Me tocó trabajar en la Dirección de Prensa, junto a varios compañeros que recuerdo remotamente. Entre ellos había alguien cautivador: Ethel Dahbar. Esta era una señora que a primera vista no tenía nada que ver con aquel ambiente circense desbordado y fellinesco. Se vestía de manera formal, hasta llevaba un peinado de peluquería, creo que a lo Grace Kelly. Muy rubia, siempre sonriente, con un par de anteojos que destacaban mucho en su cara, no sé si porque era muy corta de vista o por la forma, con montura blanca. Una vez le dije que me recordaba a Anita Ekberg y esto le hizo mucha gracia. En realidad, la exuberancia de Anita Ekberg se traducía en Ethel no en las curvas, por supuesto, sino en lo llamativa y esplendorosa que ella era.
Me invitó varias veces a su casa, en la avenida Libertador. Conversamos de su vida en Córdoba, una ciudad que era de las dos, y de la vida aquí en Caracas, que es una ciudad tan distinta, pero a la vez tan propicia para que Carlos Giménez pudiese realizar su grandioso proyecto del Teatro de las Naciones (así se llamaba inicialmente el Festival Internacional).

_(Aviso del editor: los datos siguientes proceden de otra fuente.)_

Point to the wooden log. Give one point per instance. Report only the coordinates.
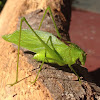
(54, 82)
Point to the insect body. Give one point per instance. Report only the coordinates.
(47, 47)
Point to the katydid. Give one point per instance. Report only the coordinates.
(47, 47)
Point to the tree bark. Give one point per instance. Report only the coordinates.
(54, 82)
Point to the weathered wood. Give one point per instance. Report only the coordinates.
(55, 82)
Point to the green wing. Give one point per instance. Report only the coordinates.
(69, 53)
(30, 41)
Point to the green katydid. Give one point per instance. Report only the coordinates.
(47, 47)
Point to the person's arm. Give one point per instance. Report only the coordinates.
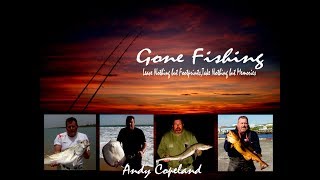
(162, 149)
(227, 145)
(56, 148)
(143, 149)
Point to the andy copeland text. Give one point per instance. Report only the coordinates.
(158, 170)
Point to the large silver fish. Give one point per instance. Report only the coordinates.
(113, 153)
(188, 152)
(70, 155)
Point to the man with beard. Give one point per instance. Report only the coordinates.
(175, 142)
(250, 140)
(134, 143)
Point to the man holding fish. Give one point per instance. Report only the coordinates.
(243, 147)
(175, 142)
(70, 139)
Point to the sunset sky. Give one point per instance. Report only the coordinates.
(78, 39)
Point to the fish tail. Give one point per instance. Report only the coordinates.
(263, 165)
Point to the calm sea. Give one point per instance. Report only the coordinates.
(108, 133)
(51, 133)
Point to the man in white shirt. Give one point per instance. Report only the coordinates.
(70, 138)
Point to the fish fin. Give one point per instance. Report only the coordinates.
(195, 155)
(242, 147)
(247, 157)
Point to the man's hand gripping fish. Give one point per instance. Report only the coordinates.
(248, 154)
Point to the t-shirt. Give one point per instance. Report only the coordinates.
(65, 141)
(172, 144)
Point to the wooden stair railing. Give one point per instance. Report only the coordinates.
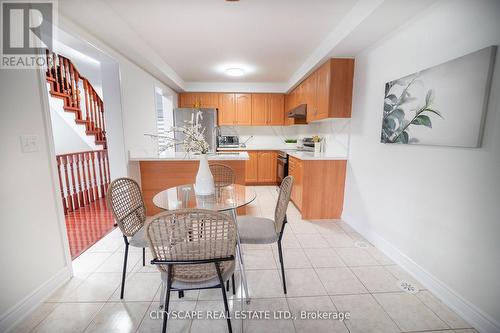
(65, 82)
(83, 178)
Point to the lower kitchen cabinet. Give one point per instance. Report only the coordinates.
(267, 165)
(261, 167)
(251, 167)
(320, 194)
(296, 171)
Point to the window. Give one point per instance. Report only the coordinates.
(164, 119)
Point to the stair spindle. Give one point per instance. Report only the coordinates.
(69, 198)
(61, 186)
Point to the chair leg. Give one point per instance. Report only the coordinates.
(234, 285)
(162, 294)
(280, 252)
(167, 299)
(124, 267)
(226, 307)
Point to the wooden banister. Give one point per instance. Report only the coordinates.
(79, 182)
(64, 79)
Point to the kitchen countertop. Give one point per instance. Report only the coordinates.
(300, 154)
(179, 156)
(310, 156)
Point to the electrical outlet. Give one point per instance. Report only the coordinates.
(29, 143)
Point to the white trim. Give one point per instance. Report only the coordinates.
(51, 154)
(468, 311)
(27, 305)
(244, 87)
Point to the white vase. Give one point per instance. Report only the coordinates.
(204, 179)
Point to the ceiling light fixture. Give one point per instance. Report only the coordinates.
(235, 71)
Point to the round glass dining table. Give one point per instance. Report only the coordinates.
(226, 199)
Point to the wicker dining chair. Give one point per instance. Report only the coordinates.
(260, 230)
(223, 174)
(124, 197)
(193, 249)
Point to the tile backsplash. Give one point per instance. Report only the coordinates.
(334, 131)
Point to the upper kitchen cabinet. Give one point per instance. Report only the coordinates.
(227, 110)
(333, 81)
(276, 109)
(235, 109)
(199, 100)
(268, 109)
(327, 92)
(259, 109)
(243, 109)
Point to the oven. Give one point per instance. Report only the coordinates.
(282, 171)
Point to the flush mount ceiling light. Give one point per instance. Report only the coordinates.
(235, 71)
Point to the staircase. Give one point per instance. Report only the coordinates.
(66, 83)
(83, 176)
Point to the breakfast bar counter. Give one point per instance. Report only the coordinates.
(161, 171)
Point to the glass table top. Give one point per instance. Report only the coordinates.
(225, 198)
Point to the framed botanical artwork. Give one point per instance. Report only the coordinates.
(444, 105)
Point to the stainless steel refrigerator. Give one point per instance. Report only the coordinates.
(208, 122)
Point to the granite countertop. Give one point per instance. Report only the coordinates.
(180, 156)
(300, 154)
(310, 156)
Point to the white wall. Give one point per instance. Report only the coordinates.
(437, 206)
(334, 131)
(34, 257)
(113, 120)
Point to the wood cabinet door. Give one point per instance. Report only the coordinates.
(267, 167)
(243, 109)
(292, 171)
(276, 109)
(259, 109)
(300, 184)
(227, 109)
(251, 167)
(323, 91)
(188, 100)
(209, 100)
(310, 96)
(295, 169)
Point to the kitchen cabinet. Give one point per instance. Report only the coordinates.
(251, 167)
(235, 109)
(227, 110)
(276, 109)
(259, 109)
(243, 109)
(295, 169)
(320, 195)
(198, 100)
(268, 109)
(327, 91)
(267, 165)
(261, 167)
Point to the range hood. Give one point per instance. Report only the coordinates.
(298, 112)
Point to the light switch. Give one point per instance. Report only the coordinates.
(29, 143)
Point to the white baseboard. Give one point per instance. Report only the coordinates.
(468, 311)
(10, 319)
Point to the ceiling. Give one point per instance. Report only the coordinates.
(276, 42)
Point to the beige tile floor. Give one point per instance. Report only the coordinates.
(325, 271)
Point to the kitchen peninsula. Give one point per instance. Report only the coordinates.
(161, 171)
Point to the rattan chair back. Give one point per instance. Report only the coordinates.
(223, 174)
(192, 234)
(124, 197)
(282, 203)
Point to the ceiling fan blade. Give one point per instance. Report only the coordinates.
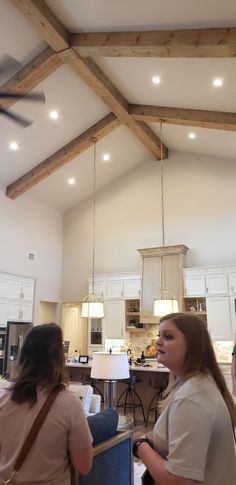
(18, 119)
(39, 96)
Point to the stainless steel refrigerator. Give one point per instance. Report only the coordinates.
(16, 332)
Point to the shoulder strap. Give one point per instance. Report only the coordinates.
(31, 437)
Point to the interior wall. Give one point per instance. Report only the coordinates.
(27, 225)
(200, 202)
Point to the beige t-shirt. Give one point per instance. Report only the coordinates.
(65, 428)
(194, 434)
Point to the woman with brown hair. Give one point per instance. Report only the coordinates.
(193, 439)
(64, 436)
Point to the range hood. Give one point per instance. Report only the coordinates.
(151, 281)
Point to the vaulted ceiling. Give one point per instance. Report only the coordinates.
(94, 61)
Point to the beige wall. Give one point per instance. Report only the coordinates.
(26, 225)
(200, 209)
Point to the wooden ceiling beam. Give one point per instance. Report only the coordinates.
(217, 120)
(216, 42)
(67, 153)
(105, 89)
(45, 22)
(31, 75)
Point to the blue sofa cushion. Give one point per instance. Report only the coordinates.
(103, 425)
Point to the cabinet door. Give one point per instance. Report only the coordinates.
(115, 289)
(3, 313)
(233, 314)
(4, 286)
(27, 290)
(218, 318)
(115, 319)
(216, 284)
(15, 289)
(13, 313)
(132, 288)
(99, 288)
(194, 285)
(26, 312)
(232, 282)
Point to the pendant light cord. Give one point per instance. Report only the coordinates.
(162, 215)
(94, 206)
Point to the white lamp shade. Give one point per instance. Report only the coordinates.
(163, 307)
(92, 309)
(108, 366)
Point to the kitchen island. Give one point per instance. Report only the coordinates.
(148, 379)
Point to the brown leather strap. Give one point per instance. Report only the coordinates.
(31, 437)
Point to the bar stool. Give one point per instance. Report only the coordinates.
(129, 399)
(85, 379)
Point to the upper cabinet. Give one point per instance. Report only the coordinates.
(16, 298)
(204, 282)
(132, 288)
(115, 289)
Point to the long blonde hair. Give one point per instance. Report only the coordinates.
(200, 356)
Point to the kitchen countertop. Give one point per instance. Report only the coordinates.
(139, 368)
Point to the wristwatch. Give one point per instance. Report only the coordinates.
(138, 442)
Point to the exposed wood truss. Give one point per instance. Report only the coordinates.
(165, 43)
(76, 50)
(31, 75)
(189, 117)
(63, 156)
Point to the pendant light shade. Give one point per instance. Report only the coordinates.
(166, 302)
(93, 305)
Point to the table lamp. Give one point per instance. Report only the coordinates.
(110, 367)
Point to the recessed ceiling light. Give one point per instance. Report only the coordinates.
(13, 145)
(217, 82)
(54, 115)
(156, 79)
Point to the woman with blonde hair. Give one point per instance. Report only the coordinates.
(193, 439)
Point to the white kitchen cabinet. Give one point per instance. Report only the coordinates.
(21, 289)
(219, 318)
(99, 288)
(115, 289)
(232, 283)
(4, 285)
(216, 284)
(194, 285)
(3, 312)
(233, 315)
(20, 311)
(115, 319)
(132, 288)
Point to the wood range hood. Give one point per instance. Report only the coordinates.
(174, 261)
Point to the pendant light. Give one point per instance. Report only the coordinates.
(92, 305)
(166, 302)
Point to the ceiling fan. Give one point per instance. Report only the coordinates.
(20, 120)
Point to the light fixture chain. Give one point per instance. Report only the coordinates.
(94, 207)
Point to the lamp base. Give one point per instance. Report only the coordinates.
(110, 394)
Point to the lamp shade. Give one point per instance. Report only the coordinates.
(92, 307)
(108, 366)
(163, 307)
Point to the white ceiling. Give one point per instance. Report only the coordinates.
(185, 83)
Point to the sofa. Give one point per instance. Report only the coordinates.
(112, 455)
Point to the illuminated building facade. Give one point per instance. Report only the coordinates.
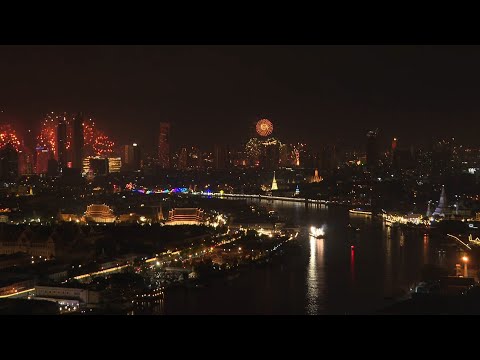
(61, 145)
(220, 157)
(8, 163)
(43, 155)
(96, 165)
(185, 216)
(25, 161)
(274, 183)
(373, 153)
(132, 157)
(270, 154)
(164, 145)
(182, 159)
(328, 158)
(316, 178)
(52, 167)
(114, 164)
(77, 141)
(99, 213)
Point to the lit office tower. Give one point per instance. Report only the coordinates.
(182, 159)
(114, 164)
(394, 153)
(25, 161)
(61, 144)
(372, 149)
(8, 163)
(132, 157)
(77, 141)
(43, 155)
(164, 145)
(219, 157)
(270, 155)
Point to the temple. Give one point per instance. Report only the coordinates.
(274, 183)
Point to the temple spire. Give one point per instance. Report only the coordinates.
(274, 182)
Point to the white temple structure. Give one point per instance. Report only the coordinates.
(274, 183)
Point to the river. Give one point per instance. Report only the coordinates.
(321, 276)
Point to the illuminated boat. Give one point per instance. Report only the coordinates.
(318, 233)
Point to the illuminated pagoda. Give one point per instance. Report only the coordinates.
(185, 216)
(274, 183)
(99, 213)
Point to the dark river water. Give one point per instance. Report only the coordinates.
(321, 276)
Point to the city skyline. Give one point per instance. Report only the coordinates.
(314, 94)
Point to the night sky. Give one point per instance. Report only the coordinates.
(212, 94)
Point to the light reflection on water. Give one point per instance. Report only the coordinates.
(315, 276)
(324, 276)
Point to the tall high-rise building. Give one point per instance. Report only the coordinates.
(270, 155)
(77, 141)
(8, 163)
(164, 145)
(132, 157)
(25, 161)
(43, 155)
(114, 164)
(373, 154)
(62, 144)
(182, 159)
(328, 158)
(52, 167)
(219, 157)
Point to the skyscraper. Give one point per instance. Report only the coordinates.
(164, 145)
(77, 141)
(132, 157)
(43, 155)
(182, 159)
(8, 163)
(270, 155)
(62, 144)
(25, 161)
(219, 157)
(372, 149)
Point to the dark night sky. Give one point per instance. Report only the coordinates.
(213, 93)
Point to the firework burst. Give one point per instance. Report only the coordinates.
(8, 135)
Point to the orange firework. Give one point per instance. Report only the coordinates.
(48, 132)
(8, 136)
(264, 127)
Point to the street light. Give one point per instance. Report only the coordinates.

Debo decir que la Caracas en que ocurrió todo esto no es la de ahora. El proyecto de Carlos Giménez era valioso por donde se lo quisiera ver y no importaba de dónde él viniera ni lo que pensara en su vida privada, porque en aquella época bastaba con la trascendencia y el valor del arte de por si. No había cuestionamientos aleatorios. También se conjugó con el apoyo irrestricto de María Teresa Castillo, otro personaje a quien nunca será suficiente el agradecimiento que podamos expresarle.
No puedo decir que Ethel me hablara particularmente de esto, pero ella me atendió como si fuera de mi familia, alguien que me brindaba un amor maternal y que ordenaba mi vida, de por sí bastante desordenada por entonces.
Me contó que preparaba el guión de una obra de teatro exclusivamente para ser protagonizada por Alma Ingianni. Nadie más podría interpretarla. La obra se llama “Casta Diva” y se estrenó en el Ateneo de Caracas. De hecho, la obra es Alma, en una dimensión que quizás Alma no haya vivido, pero que es definitivamente ella. Un monólogo donde caben recuerdos y personas que no pueden hacerse presentes sino a través de la mirada de la protagonista, que es
Alma y es Ethel.
La vida luego transcurrió. Como nos pasa a todos, no sé cómo ni en qué momento dejamos de hablarnos. La extrañé mucho, pensé en ella muchas veces y me decía que volvería a su apartamento de la avenida Libertador. Claro, ella ya no vivía allí, la ciudad ha cambiado tanto.
Ahora hay un lugar donde puedo escribir estos recuerdos. Qué bien. Decir que Ethel por ejemplo, estaba orgullosa de su nombre, porque casi nadie más lo tenía… solamente ella y la amiga de Lucille Ball, la de la comedia “Yo quiero a Lucy”.
Ethel Dahbar escribía las paredes de su cocina con marcador. Cosas que debía recordar, frases que le gustaban. Ahora sonrío al decir que mi cocina también tiene las paredes escritas con marcador. Eso hace que Ethel esté presente en mi vida todos los días.